- Decades:: 1980s; 1990s; 2000s; 2010s; 2020s;
- See also:: Other events of 2006 History of the Central African Republic

= 2006 in the Central African Republic =

The following is a list of events of the year 2006 in the Central African Republic.

==Incumbents==
- President: François Bozizé
- Prime Minister: Élie Doté

==Events==
===June===
- June 27 - Chadian rebels attack the neighboring Central African Republic. They have reportedly formed an alliance with CAR rebels.

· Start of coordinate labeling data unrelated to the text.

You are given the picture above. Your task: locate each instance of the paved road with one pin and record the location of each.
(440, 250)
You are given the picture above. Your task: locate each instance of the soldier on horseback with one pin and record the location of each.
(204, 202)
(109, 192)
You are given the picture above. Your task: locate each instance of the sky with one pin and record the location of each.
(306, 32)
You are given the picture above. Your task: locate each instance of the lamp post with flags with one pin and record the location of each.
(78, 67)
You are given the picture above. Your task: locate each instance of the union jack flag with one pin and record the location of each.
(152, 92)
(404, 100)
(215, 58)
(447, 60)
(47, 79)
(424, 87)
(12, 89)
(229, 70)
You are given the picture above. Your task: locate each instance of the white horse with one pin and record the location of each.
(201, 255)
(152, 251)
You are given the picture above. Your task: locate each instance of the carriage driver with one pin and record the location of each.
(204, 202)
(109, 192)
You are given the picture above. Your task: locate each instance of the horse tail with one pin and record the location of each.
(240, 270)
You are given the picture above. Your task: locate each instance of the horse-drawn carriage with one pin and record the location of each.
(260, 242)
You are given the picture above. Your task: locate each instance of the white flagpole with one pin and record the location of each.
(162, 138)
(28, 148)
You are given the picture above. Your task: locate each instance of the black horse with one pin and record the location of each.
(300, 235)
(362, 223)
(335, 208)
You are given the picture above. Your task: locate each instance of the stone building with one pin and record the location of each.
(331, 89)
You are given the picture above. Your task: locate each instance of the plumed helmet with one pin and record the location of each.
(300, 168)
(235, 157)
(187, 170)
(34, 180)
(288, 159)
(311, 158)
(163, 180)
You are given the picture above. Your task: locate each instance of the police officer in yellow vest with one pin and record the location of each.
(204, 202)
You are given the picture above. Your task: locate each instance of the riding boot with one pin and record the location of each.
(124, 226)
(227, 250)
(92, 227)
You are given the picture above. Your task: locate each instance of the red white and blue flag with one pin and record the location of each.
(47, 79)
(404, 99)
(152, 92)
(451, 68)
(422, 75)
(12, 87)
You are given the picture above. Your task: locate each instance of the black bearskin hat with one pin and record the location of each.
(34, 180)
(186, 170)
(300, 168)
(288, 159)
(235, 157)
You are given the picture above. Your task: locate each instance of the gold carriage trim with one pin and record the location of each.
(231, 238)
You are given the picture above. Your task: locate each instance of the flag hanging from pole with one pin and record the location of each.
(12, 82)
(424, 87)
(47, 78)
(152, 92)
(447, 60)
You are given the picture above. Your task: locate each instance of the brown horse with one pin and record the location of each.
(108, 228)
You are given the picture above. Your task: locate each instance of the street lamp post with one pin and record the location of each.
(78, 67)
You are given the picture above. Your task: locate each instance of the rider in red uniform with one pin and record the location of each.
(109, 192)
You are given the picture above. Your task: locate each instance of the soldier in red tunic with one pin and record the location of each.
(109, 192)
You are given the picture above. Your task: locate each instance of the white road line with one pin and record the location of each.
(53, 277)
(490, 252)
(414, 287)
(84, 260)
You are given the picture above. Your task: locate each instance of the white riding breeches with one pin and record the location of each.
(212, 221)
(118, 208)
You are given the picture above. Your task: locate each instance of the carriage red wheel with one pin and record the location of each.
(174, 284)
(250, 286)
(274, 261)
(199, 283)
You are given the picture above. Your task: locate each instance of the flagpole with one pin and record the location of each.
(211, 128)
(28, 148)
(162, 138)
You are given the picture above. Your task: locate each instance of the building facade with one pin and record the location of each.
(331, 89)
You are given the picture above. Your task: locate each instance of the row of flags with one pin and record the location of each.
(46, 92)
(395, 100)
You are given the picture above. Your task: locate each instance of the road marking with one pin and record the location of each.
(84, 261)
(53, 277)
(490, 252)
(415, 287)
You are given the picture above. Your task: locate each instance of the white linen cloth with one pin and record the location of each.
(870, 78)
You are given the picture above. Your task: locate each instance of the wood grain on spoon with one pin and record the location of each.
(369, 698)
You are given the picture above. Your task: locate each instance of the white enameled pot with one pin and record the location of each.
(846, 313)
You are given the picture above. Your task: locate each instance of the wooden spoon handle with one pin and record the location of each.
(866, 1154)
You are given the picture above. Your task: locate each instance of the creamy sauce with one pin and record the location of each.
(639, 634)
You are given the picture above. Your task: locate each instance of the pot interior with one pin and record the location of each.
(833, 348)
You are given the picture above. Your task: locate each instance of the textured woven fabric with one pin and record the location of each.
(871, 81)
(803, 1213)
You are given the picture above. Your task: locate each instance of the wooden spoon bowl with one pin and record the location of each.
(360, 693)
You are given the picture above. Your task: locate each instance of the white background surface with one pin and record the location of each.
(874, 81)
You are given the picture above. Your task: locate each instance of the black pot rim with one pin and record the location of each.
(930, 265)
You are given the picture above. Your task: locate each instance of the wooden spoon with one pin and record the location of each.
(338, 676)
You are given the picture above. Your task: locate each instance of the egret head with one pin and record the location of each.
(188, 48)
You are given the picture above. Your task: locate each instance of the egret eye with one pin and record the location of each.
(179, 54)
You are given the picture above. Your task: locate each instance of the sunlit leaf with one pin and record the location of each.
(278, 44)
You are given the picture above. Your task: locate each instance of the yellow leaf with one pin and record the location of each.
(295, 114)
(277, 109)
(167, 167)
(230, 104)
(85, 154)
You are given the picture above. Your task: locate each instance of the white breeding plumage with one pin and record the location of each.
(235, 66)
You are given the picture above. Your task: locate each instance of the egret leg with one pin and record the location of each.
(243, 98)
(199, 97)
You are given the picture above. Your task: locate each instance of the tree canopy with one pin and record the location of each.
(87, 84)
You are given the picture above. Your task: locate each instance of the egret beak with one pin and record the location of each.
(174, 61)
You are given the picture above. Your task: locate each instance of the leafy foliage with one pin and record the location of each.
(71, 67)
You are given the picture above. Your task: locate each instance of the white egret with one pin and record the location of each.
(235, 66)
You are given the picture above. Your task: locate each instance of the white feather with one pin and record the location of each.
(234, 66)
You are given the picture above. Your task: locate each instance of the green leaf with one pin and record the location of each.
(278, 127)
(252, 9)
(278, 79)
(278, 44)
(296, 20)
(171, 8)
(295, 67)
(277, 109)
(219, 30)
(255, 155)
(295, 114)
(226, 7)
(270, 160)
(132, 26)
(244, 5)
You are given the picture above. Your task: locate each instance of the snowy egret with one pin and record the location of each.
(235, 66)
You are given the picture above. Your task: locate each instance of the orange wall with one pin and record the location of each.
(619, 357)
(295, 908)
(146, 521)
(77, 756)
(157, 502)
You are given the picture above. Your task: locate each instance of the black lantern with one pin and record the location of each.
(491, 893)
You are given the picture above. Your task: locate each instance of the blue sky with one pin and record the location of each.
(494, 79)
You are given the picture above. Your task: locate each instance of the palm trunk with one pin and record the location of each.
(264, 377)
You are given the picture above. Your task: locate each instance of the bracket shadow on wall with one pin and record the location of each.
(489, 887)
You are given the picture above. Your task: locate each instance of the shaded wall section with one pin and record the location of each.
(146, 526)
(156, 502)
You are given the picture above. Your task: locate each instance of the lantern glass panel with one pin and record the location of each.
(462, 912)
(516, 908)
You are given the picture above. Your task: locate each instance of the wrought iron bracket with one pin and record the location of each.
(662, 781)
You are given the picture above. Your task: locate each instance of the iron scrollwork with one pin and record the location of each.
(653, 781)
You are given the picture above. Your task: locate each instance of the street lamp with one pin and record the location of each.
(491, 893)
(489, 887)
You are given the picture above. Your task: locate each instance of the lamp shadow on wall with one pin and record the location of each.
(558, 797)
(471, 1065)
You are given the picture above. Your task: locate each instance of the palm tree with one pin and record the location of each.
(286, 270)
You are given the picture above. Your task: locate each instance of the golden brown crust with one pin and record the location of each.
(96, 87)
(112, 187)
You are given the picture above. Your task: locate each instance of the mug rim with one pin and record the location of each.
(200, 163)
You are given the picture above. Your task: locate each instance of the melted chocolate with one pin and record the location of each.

Large areas of both countries have descended into violence.

===July===
- July 3 - United Nations Secretary General Kofi Annan issues a report warning that ongoing fighting in Chad, Sudan, the Central African Republic, and Cameroon are increasingly destabilized and that borders are loosely enforced.

===November===
- November 10 - Rebels claim to have captured a second town in the Central African Republic during a two-week-long offensive.
- November 17 - Chad has offered to send troops to the Central African Republic to help fight rebels it claims are backed by Sudan.
- November 28 - French forces have clashed with rebels in the Central African Republic during a government offensive to regain control of the northern town of Birao.
- November 30 - French fighter planes have fired at rebels in northern Central African Republic where thousands have fled fighting in recent weeks.